The U.S. Air Carrier Licensing Division processes requests by U.S. airlines for authority to serve foreign markets using the procedures provided in 14 CFR Part 302, subparts B and C. Under these procedures, a carrier may apply for authority to operate by exemption (valid for two years) or a longer-term certificate.
The Division uses simplified procedures to grant routine applications to serve countries with which a liberal aviation regime affords broad market access and conducts carrier selection proceedings where aviation rights are restricted by the number of U.S. carriers that may serve or the number of services U.S. carriers may provide on a weekly basis.

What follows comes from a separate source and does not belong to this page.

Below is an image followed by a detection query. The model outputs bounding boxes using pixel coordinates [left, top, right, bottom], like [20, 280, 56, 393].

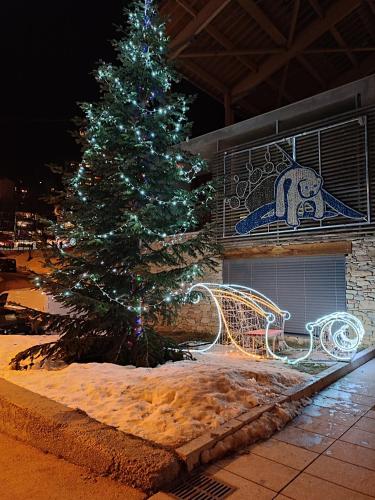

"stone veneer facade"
[346, 236, 375, 345]
[160, 234, 375, 345]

Many of our aviation agreements restrict the number of scheduled services that U.S. carriers may provide between the United States and the foreign country involved or between the foreign country and third countries (fifth-freedom rights). The frequency restrictions may affect:
- Direct services;
- Code-share services (involving carriers of the same country);
- Bilateral code-sharing arrangements (involving a carrier from the U.S. and a carrier from the foreign country involved); or
- Third-country code-sharing arrangements (involving a U.S. carrier and a carrier from a third country); and/or
Carriers apply for frequency allocations under 14 CFR Part 302, Subpart C. If more U.S. carriers seek frequencies than are available, then the Department must allocate the frequencies among the U.S. carriers using comparative selection procedures. Under these procedures each applicant is afforded the opportunity to present written evidence as to why it should be allocated the frequencies it seeks and to file comments on the other carrier applications before the Department makes its selection(s).

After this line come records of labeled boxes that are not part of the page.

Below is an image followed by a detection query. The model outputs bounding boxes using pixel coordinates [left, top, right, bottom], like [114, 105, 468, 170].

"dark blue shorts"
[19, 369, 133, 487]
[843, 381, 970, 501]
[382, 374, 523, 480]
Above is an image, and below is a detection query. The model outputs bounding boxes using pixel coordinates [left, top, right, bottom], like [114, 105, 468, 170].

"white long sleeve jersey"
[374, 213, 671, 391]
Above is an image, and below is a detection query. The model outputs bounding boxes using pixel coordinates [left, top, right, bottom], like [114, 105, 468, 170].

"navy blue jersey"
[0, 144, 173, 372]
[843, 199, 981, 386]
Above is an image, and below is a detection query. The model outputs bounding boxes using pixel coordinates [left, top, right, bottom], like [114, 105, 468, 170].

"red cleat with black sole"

Where the frequencies are allocated using the comparative selection procedures described above, the Department generally first issues a tentative decision on the allocation (a “show-cause order”), to which interested parties may comment, and after review of those comments, issues a final decision.
Some of the bilateral aviation agreements between the United States and foreign countries limit the number of passenger, combination, and/or all-cargo charters that carriers may operate. It has been the Department’s policy to distribute the available charters to interested U.S. airlines on a “first-come, first-served” basis unless and until it is demonstrated that there is greater demand than supply of charters.
Under a “first-come, first-served” allocation, interested carriers apply by letter to the Department and the Department allocates the charters to the carrier by issuing a “Notice of Consistency” which describes the charters involved and the time-frame during which they would be performed, and notes that the award is “consistent” with the aviation agreement between the countries. That notice is transmitted to the carrier and the appropriate government officials in the foreign country.
If carriers are interested in operating more charters than are available, then the Department must use comparative selection procedures to determine how the charters should be allocated among the interested carriers.
We have instituted a number of streamlining measures to reduce regulatory burdens and paperwork. U.S. air carriers may take advantage of the following measures, if they meet the stated criteria:
- U.S. air carriers holding scheduled international authority may obtain a “blanket” open-skies certificate allowing the carrier to serve any current or future open-skies partner of the United States without the need for additional DOT licensing. We maintain a list of open-skies partners that carriers may serve under the blanket certificate. Carriers, holding this form of certificate, are relieved of the burden of applying for new exemption or certificate authority to serve open-skies markets and of the need to seek renewal of authority on a market-by-market basis, along with the associated application fees. (See Notice issued April 3, 2007, in Docket DOT-OST-2007-27790; and Notice issued November 28, 2007 in Dockets DOT-OST-2005-22228 and DOT-OST-2007-0084.)
- U.S. air carriers may obtain consolidated licenses for non-open-skies markets. Carriers may replace a myriad of licenses of varying duration and terms with a single certificate, making for enhanced administrative efficiency. (See Notice issued February 13, 2009, in Docket DOT-OST-2005-22228.)
- We have developed a new form of certificate for “blanket” route integration, that allows carriers to combine their international route authorities in a way that eliminates the need for separate route applications. (See Notice issued August 26, 2005, in Docket DOT-OST-2005-22228; and subsequent invitation notice issued November 28, 2007, in Dockets DOT-OST-2005-22228 and DOT-OST-2007-0084. See also August 27, 2010 invitation to carriers to seek renewal for an indefinite term.)
- U.S. air carriers may submit “blanket” notices of new code-sharing services in open-skies markets, to replace market-by-market notices. (See undocketed February 9, 2009 Notice.)
- We have introduced streamlined licensing procedures for U.S. air carriers serving or wishing to serve U.S.-Mexico city-pair markets. The streamlined procedures provide a more transparent, centralized, and user-friendly approach to licensing in the highly restrictive U.S.-Mexico environment, and will enhance industry and public awareness of newly-available route opportunities, pending requests, and our action on those requests. (See Order 2012-1-30, issued January 31, 2012, in Dockets DOT-OST-2011-0076 and DOT-OST-2005-22228.)